I greatly fear it is less. I would, however, impart the lessons of an
experience stretching over sixty years,--the results of such observation
as my intelligence has enabled me to exercise. I do so, addressing
myself to a local institution of the advanced education. Why? Because,
looking over the country, diagnosing its conditions as well as my
capacity enables me, observing the evolution of the past and
forecasting, in as far as I may, the outcome, I am persuaded that the
future of the country rests more largely in the hands of such
institutions as this than in those of any other agency or activity. Do
not say I flatter; for, while I can hope for no advancement, I think I
have not overstated the case; I certainly have not overstated my
conviction. There has been no man who has influenced the course of
modern thought more deeply and profoundly than Adam Smith, a Professor
in a Scotch University of the second class. So here in Columbia seventy
years ago, Francis Lieber prepared and published his "Manual of
Political Ethics." Adam Smith and Francis Lieber were but
prototypes--examples of what I have in mind. The days were when the
Senate of the United States afforded a rostrum from which thinkers and
teachers first formulated, and then advanced, great policies. Those
days, and I say it regretfully, are past. Unless I am greatly mistaken,
however, a new political force is now asserting itself. I have recently,
at a meeting of historical and scientific associations in Boston, had my
attention forcibly called to this aspect of the situation now shaping
itself. I there met young men, many, and not the least noticeable of
whom, came from this section. They inspired me with a renewed confidence
in our political future. Essentially teachers,--I might add, they were
publicists as well as professors. Observers and students, they actively
followed the course of developing thought in Europe as in this country.

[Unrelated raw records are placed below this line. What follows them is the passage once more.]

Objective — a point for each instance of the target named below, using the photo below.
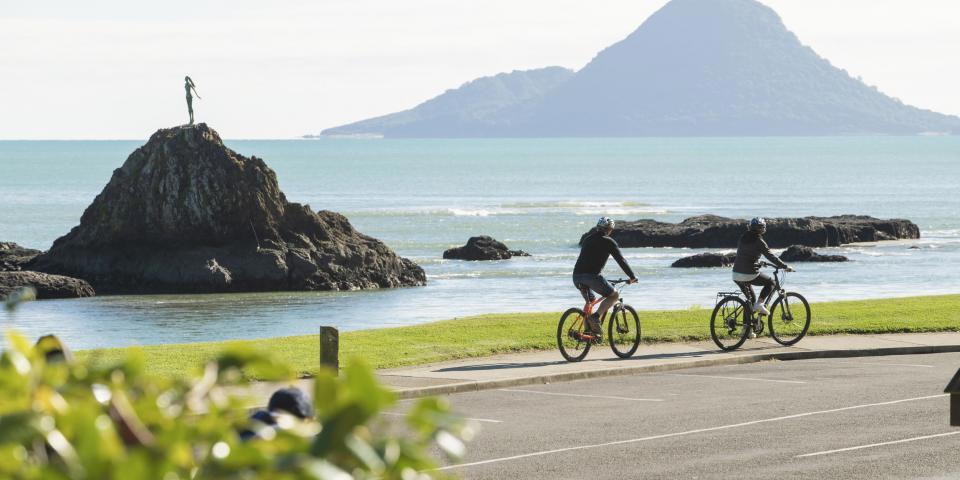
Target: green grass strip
(515, 332)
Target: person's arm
(615, 252)
(765, 249)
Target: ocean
(423, 196)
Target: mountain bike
(733, 317)
(623, 330)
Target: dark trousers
(762, 280)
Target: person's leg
(747, 291)
(766, 281)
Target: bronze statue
(189, 85)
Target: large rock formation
(47, 286)
(799, 253)
(706, 260)
(711, 231)
(694, 68)
(186, 214)
(483, 248)
(13, 257)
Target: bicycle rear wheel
(789, 318)
(570, 339)
(624, 331)
(729, 324)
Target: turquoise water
(423, 196)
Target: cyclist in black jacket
(595, 249)
(746, 268)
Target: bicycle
(733, 317)
(623, 330)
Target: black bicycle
(733, 317)
(623, 331)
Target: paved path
(852, 418)
(531, 368)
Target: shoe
(593, 325)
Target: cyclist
(746, 268)
(595, 249)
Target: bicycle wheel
(789, 318)
(729, 324)
(624, 331)
(569, 335)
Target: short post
(953, 388)
(330, 348)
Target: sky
(113, 69)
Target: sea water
(423, 196)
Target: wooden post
(955, 409)
(330, 348)
(953, 388)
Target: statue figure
(189, 85)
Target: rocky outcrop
(47, 286)
(800, 253)
(483, 248)
(186, 214)
(13, 257)
(711, 231)
(706, 260)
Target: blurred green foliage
(64, 419)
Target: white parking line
(634, 399)
(481, 420)
(914, 439)
(727, 378)
(690, 432)
(874, 363)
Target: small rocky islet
(186, 214)
(483, 247)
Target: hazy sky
(114, 68)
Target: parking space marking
(860, 447)
(608, 397)
(481, 420)
(690, 432)
(881, 364)
(728, 378)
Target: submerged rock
(186, 214)
(483, 248)
(47, 286)
(799, 253)
(711, 231)
(706, 260)
(13, 257)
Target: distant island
(694, 68)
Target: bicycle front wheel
(730, 323)
(789, 318)
(570, 339)
(624, 331)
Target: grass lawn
(489, 334)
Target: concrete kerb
(463, 387)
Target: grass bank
(490, 334)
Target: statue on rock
(189, 85)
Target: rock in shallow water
(483, 248)
(47, 286)
(706, 260)
(799, 253)
(186, 214)
(711, 231)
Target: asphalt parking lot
(867, 417)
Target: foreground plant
(65, 419)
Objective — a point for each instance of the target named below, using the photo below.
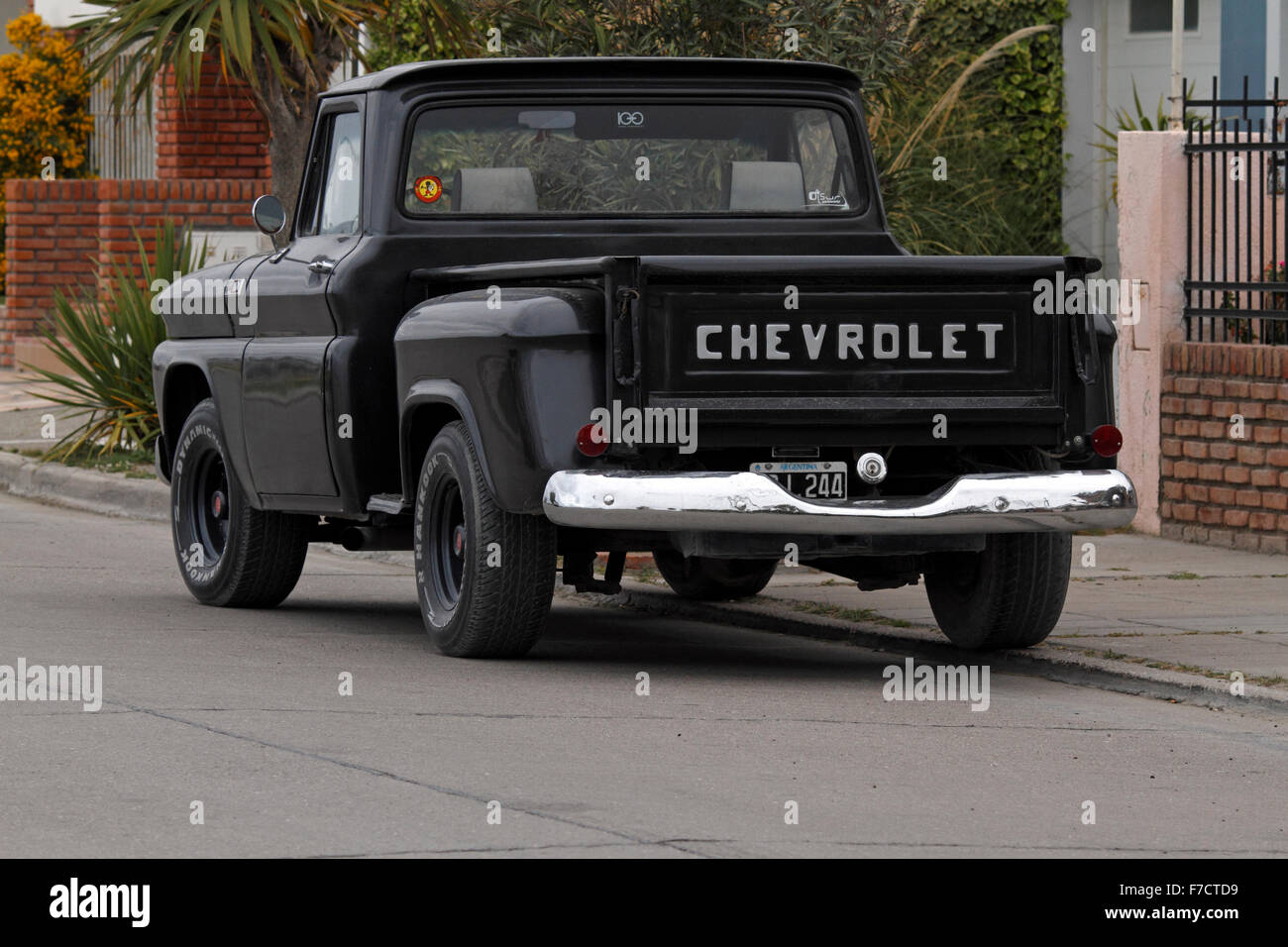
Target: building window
(1155, 16)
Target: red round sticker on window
(429, 188)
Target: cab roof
(599, 67)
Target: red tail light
(591, 441)
(1107, 440)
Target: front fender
(522, 368)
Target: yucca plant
(106, 344)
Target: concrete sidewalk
(24, 401)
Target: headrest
(765, 185)
(493, 191)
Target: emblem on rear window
(428, 188)
(819, 197)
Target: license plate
(810, 479)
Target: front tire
(712, 579)
(1009, 595)
(484, 577)
(230, 554)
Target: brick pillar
(217, 133)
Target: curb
(114, 495)
(119, 496)
(1044, 661)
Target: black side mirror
(269, 214)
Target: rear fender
(522, 368)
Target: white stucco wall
(64, 12)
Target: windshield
(630, 159)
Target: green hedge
(1028, 128)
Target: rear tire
(1009, 595)
(484, 577)
(713, 579)
(230, 554)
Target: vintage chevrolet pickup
(531, 309)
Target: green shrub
(106, 342)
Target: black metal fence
(1236, 236)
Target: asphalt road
(243, 711)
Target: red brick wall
(55, 230)
(1218, 488)
(215, 133)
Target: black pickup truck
(542, 308)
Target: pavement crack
(395, 777)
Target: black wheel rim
(207, 506)
(449, 541)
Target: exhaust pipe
(365, 538)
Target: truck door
(286, 416)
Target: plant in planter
(107, 342)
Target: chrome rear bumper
(1044, 501)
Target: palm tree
(283, 51)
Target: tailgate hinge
(626, 337)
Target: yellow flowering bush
(44, 107)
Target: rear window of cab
(630, 159)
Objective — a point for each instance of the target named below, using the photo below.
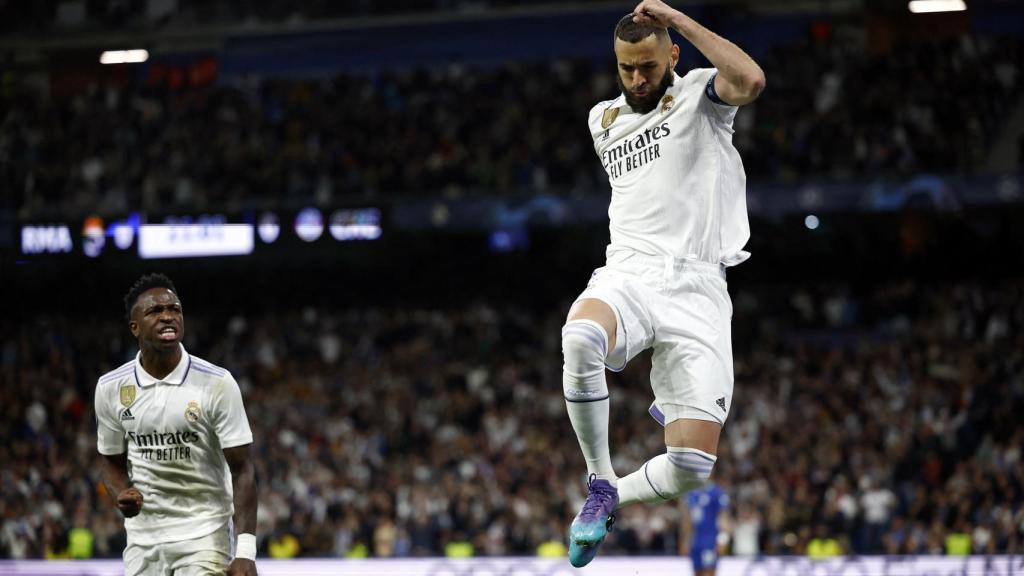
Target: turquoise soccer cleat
(593, 523)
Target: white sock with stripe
(666, 477)
(584, 346)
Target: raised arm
(129, 499)
(244, 485)
(739, 79)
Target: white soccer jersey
(175, 430)
(678, 186)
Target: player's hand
(242, 567)
(130, 501)
(653, 12)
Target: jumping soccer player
(678, 218)
(175, 442)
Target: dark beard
(648, 103)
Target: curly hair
(147, 282)
(631, 32)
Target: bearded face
(646, 97)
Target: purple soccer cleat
(593, 522)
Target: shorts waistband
(671, 264)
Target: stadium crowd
(886, 418)
(832, 110)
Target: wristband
(246, 546)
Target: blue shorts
(704, 558)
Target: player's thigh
(691, 433)
(691, 367)
(620, 302)
(597, 311)
(206, 556)
(143, 561)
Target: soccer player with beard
(175, 445)
(678, 219)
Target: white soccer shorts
(683, 311)
(206, 556)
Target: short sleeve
(228, 414)
(110, 434)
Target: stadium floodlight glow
(928, 6)
(309, 224)
(124, 56)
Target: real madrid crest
(608, 117)
(127, 395)
(192, 412)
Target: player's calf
(667, 477)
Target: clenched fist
(130, 501)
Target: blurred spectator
(830, 110)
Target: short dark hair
(631, 32)
(147, 282)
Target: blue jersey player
(699, 530)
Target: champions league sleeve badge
(608, 117)
(127, 395)
(193, 412)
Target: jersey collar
(143, 379)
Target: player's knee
(690, 468)
(584, 346)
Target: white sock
(666, 477)
(584, 348)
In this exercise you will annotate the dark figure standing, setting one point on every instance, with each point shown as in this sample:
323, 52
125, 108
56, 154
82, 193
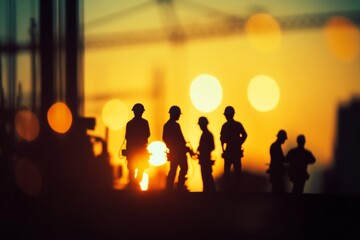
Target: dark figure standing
298, 159
277, 168
175, 142
232, 136
136, 136
206, 146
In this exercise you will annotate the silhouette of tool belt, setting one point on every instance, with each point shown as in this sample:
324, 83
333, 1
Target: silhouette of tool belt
124, 152
230, 154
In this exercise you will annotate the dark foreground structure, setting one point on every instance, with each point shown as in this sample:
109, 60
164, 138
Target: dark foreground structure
163, 215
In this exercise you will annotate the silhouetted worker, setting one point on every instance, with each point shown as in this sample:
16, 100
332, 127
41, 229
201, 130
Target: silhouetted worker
298, 159
206, 146
277, 168
175, 142
136, 136
232, 137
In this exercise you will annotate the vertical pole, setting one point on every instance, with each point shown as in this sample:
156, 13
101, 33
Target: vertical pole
46, 56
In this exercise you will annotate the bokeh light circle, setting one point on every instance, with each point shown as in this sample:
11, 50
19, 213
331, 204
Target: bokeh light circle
263, 32
342, 37
263, 93
59, 117
206, 93
27, 125
115, 114
158, 153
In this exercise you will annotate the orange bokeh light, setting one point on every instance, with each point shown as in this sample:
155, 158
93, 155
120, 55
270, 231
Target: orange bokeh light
59, 117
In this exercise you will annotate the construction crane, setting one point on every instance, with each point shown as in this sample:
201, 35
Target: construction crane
174, 30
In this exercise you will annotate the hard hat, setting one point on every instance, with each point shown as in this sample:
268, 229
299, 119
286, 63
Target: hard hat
282, 134
203, 121
229, 110
138, 107
301, 139
174, 110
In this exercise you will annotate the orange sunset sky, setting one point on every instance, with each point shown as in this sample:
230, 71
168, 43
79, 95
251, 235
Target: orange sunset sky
314, 71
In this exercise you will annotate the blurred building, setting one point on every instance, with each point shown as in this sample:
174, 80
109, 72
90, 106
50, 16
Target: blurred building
41, 57
344, 175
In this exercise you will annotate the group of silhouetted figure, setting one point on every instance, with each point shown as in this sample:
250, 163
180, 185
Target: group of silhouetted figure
232, 136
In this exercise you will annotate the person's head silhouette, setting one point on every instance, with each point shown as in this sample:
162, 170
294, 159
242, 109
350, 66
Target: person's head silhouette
229, 112
282, 136
175, 112
301, 140
203, 122
138, 109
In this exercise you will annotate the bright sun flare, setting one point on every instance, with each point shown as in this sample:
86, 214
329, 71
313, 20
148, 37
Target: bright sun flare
263, 93
205, 93
157, 150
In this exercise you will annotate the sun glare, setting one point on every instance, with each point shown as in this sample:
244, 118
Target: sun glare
158, 153
27, 125
343, 38
263, 32
205, 93
115, 114
263, 93
59, 117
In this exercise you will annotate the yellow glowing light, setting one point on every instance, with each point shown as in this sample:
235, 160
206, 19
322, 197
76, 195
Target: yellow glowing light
115, 114
263, 32
206, 93
144, 184
158, 153
342, 37
27, 125
28, 177
263, 93
59, 117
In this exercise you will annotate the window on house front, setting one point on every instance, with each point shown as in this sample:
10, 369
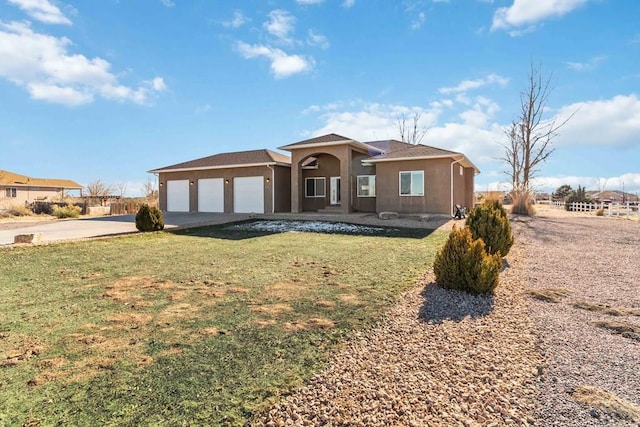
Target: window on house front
314, 187
412, 183
366, 186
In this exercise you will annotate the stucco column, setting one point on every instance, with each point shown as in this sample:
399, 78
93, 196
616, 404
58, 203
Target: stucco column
295, 183
345, 181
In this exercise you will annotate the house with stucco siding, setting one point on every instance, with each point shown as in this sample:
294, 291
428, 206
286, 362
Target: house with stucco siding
327, 173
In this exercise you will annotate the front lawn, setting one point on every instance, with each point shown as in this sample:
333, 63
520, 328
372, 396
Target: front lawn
201, 327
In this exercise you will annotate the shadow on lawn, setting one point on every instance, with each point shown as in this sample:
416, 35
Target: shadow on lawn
260, 227
442, 304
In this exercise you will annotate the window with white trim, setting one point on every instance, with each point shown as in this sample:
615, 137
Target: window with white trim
366, 186
412, 183
314, 187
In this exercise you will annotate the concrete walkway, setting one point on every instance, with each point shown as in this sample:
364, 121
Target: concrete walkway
105, 226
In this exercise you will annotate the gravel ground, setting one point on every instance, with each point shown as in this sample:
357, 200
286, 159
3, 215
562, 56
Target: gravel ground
446, 358
596, 260
437, 358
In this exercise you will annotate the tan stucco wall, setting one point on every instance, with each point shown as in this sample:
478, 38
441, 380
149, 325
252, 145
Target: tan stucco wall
228, 175
26, 195
437, 187
341, 152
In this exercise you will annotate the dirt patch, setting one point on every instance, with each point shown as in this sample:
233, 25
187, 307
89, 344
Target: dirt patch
18, 348
607, 402
287, 290
599, 308
351, 299
313, 323
626, 329
554, 295
272, 310
325, 304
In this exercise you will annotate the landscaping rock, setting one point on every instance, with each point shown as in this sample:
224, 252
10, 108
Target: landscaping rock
28, 238
388, 215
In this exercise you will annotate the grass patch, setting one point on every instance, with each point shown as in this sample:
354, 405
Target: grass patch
200, 327
607, 402
554, 295
626, 329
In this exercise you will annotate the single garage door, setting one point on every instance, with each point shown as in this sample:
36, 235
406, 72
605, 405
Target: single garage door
211, 195
248, 194
178, 196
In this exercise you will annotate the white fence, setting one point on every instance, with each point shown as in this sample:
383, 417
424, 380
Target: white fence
628, 210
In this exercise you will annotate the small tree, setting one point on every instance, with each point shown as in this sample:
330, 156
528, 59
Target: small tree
563, 192
149, 218
464, 264
413, 132
490, 222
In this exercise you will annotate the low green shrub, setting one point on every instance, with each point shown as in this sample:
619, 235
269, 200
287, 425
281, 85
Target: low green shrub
149, 218
68, 211
464, 264
490, 222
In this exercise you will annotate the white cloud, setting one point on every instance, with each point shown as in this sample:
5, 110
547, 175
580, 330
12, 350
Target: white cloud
418, 21
282, 64
280, 24
42, 10
586, 66
466, 85
238, 20
42, 64
610, 122
527, 13
317, 40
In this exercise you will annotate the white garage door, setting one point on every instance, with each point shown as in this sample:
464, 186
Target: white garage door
211, 195
248, 194
178, 196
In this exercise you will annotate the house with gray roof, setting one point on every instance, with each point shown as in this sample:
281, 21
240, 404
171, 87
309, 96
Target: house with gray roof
327, 173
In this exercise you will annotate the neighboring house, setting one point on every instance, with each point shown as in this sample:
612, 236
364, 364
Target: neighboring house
18, 189
330, 172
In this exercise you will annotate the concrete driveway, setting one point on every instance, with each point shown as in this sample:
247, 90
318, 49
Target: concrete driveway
107, 225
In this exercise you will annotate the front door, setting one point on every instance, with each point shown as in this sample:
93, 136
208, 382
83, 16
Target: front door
335, 190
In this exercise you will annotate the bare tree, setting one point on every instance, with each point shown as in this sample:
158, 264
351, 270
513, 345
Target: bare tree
120, 189
531, 135
98, 189
411, 130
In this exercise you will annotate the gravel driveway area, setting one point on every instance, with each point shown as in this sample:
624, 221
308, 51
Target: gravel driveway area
443, 358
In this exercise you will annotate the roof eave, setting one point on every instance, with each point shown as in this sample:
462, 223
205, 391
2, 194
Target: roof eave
443, 156
242, 165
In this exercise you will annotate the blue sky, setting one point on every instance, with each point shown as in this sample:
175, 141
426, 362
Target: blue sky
106, 90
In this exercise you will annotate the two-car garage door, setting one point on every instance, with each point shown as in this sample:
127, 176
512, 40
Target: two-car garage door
248, 195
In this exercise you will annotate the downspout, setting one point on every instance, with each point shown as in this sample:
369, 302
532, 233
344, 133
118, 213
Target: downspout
453, 163
273, 189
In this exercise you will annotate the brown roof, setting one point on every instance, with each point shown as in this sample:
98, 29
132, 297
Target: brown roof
238, 158
332, 137
417, 150
14, 179
389, 145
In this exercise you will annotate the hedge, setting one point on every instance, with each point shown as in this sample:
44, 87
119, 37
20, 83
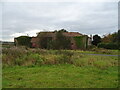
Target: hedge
108, 45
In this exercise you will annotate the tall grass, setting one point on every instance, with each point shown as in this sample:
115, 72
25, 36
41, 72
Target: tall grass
31, 57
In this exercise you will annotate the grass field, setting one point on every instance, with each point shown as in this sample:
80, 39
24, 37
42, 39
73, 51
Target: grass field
58, 69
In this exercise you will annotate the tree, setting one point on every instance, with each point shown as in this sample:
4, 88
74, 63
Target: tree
62, 30
24, 41
96, 40
61, 41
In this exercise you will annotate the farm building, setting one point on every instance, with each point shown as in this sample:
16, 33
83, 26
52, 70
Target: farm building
77, 40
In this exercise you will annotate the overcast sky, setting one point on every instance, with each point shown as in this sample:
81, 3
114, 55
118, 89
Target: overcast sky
28, 18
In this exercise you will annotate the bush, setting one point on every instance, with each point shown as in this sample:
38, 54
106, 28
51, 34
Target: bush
108, 45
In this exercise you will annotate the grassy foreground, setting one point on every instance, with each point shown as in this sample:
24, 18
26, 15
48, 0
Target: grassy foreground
33, 68
59, 76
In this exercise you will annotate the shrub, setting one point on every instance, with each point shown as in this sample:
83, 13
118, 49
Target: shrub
108, 45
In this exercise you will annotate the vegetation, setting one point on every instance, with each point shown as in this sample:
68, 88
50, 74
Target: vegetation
23, 41
81, 42
23, 68
59, 76
60, 41
108, 45
96, 40
110, 41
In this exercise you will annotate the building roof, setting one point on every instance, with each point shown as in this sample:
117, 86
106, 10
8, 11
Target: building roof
68, 34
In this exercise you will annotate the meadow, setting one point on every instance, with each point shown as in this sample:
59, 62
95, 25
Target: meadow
37, 68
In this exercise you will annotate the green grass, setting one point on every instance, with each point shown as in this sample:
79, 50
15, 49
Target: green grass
59, 76
36, 68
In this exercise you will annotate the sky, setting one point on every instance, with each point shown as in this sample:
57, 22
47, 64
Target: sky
27, 18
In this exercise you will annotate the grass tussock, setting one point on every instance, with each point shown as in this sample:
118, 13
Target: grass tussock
31, 57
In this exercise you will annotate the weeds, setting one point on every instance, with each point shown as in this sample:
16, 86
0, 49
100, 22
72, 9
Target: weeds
28, 57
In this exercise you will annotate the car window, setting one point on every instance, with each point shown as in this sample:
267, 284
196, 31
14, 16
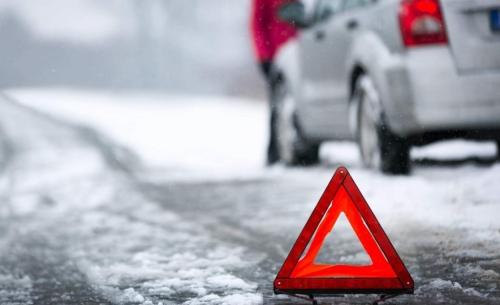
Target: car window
326, 8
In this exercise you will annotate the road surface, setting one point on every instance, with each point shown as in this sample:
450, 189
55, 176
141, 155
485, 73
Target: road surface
83, 221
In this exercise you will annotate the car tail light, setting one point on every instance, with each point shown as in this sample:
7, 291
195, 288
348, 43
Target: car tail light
422, 23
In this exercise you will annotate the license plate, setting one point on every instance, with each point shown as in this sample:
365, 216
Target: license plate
495, 20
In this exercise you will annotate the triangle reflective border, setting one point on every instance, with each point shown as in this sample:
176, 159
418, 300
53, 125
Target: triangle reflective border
300, 274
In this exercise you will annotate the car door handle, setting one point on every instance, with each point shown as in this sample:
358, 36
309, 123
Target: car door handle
319, 35
352, 24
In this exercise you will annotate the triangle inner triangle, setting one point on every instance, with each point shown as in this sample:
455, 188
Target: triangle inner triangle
342, 246
307, 267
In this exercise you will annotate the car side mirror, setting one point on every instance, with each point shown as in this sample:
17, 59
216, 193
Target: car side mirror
294, 13
325, 14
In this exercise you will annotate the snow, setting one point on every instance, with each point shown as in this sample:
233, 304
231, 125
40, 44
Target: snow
61, 183
55, 19
450, 207
200, 135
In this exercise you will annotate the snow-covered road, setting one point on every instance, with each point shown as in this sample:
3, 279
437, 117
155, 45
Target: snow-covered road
175, 207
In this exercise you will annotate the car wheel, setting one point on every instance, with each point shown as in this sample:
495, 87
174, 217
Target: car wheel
379, 147
293, 147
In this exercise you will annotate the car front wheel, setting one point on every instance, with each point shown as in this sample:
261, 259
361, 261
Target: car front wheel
379, 147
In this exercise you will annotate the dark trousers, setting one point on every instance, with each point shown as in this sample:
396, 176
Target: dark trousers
273, 83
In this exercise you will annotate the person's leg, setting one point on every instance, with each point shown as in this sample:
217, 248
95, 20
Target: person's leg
273, 149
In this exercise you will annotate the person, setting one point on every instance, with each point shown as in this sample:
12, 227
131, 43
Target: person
269, 33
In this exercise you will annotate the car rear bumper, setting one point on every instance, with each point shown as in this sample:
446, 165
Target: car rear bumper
423, 92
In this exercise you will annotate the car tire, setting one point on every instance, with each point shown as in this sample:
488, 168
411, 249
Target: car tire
293, 148
379, 147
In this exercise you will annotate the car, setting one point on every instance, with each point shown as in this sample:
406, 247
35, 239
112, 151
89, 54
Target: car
389, 74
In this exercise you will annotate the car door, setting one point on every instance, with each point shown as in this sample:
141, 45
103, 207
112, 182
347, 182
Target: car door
323, 51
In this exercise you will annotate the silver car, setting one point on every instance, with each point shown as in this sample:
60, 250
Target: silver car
389, 74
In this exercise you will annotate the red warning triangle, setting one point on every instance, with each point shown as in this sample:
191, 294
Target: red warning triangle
301, 274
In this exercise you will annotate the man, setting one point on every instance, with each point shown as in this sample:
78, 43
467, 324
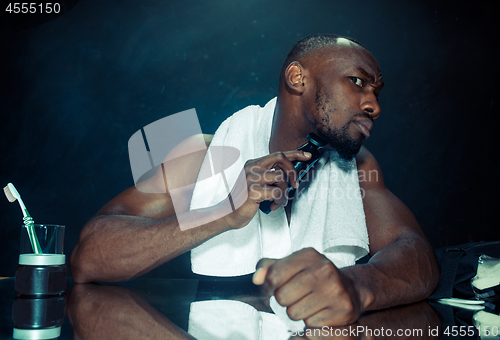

Exact in their processes, philosophical and scientific in their methods,
unselfish in their devotion, they were broad of view. It is for them to
realize in a future not remote the University ideal pictured, and
correctly pictured, from this stage by one who here preceded me a short
six months ago. They, constituting the University, are the "hope of the
State in the direction of its practical affairs; in teaching the lawyer
the better standards of his profession, his duty to place character
above money making; in teaching the legislator the philosophy of
legislation, and that the constructive forces of legislation carefully
considered should precede every effort to change an existing status; in
teaching those in official life, executive and judicial, that demagogy,
and theories of life uncontrolled by true principles, do not make for
success, when final success is considered, but that, if they did lead to
success, they should be avoided for their inherent imperfection.... The
province of the University is to educate citizenship in the abstract."

It is the presence of this class, to those composing which I bow as
distinctly of a period superior to mine, that you owe my presence
to-day,--whatever that presence may be worth. I regard their existence
and their coming forward in such institutions as this University of
South Carolina, as the arc of the bow of promise spanning the political
horizon of our future.

Through you, to them my message is addressed.